In conclusion, there is a preponderance of evidence that the spike protein both as a whole and also as its S1 subunit are biologically active and cause harm. Keep note of the cleavage of the S1 subunit will be important later on with the vaccine safety. Still the question remains, why is the spike persistent in long haulers and in vaccine injured? Is it the same original spike or is there a replication process of the protein?

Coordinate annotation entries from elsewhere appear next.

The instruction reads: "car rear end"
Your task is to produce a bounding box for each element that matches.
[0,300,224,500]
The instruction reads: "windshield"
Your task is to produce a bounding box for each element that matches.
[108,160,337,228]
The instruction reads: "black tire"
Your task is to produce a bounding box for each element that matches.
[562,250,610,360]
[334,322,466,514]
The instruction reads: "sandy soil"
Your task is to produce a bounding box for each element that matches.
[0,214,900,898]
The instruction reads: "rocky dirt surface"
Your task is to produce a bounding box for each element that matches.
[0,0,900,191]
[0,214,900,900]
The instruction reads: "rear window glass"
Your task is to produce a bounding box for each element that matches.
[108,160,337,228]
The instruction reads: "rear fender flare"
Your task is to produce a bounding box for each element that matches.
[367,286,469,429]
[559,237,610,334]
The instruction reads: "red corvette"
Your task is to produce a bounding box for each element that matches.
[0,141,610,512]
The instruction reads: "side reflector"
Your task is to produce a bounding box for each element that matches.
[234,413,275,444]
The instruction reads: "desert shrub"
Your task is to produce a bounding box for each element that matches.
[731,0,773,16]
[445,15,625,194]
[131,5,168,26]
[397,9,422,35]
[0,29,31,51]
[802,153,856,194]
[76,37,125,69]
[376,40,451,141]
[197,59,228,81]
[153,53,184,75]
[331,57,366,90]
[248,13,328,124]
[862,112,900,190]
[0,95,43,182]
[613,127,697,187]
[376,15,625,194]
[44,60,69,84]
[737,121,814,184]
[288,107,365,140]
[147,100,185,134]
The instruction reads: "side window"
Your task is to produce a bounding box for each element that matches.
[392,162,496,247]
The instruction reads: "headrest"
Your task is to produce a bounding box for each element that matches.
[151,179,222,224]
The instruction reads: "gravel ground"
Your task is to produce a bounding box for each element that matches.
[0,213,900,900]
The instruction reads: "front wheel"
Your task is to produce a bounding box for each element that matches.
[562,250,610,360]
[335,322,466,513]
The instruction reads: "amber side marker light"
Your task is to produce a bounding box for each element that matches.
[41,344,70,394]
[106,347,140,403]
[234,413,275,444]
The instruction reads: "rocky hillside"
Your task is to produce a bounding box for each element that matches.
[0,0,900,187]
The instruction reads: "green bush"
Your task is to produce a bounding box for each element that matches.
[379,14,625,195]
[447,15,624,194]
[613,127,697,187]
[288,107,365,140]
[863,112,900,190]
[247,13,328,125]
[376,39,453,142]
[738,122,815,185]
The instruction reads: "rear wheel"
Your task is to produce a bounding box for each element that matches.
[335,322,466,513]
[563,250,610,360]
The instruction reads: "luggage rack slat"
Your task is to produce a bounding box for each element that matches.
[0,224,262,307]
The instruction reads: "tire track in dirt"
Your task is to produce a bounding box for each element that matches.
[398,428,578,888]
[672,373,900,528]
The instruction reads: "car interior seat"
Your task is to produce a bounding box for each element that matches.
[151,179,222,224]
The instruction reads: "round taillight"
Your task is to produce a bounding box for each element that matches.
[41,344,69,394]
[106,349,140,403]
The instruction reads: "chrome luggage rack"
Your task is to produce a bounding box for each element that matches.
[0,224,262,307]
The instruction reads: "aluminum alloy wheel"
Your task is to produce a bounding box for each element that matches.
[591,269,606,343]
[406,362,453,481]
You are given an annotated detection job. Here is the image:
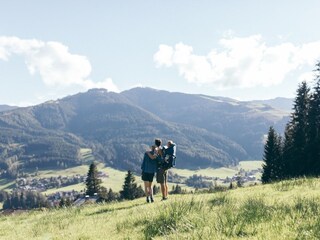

Why do most people do well with COVID and clear the spike protein where as others become devastated from it?  

Summary so far:

-Spike protein is the link that explains why covid long haulers/covid complications and covid vaccine adverse reactions are medically the same - Here's a new autopsy report of a Pfizer vaccine death proven on autopsy by finding spike protein in vessels, brain, and cardiac tissue:  https://www.mdpi.com/2076-393X/10/10/1651 -Spike protein, especially the S1 subunit, is shed after full spike binding and causes damage via vascular endothelial damage and once it makes holes in the vascular lining, it then enters organs; this is a generalizable property of all COVID spike proteins in both virus variants and also the S1 subunit shedding has been proven to occur from vaccine spike protein too Lingering next question from the last email is why is the spike protein persistent? Can it replicate without the virus?

 

 

Part 3: Persistence of Spike In the Body - It's all in the delivery system

The landmark paper for mRNA research was in 1990 which revealed that injecting viral particles in a cell, with no adjustments to the viral particles, causes the cell to start reproducing the viral particle independent of the virus. https://pubmed.ncbi.nlm.nih.gov/1690918/

    • "RNA and DNA expression vectors containing genes for chloramphenicol acetyltransferase, luciferase, and beta-galactosidase were separately injected into mouse skeletal muscle in vivo. Protein expression was readily detected in all cases, and no special delivery system was required for these effects. The extent of expression from both the RNA and DNA constructs was comparable to that obtained from fibroblasts transfected in vitro under optimal conditions. In situ cytochemical staining for beta-galactosidase activity was localized to muscle cells following injection of the beta-galactosidase DNA vector. After injection of the DNA luciferase expression vector, luciferase activity was present in the muscle for at least 2 months."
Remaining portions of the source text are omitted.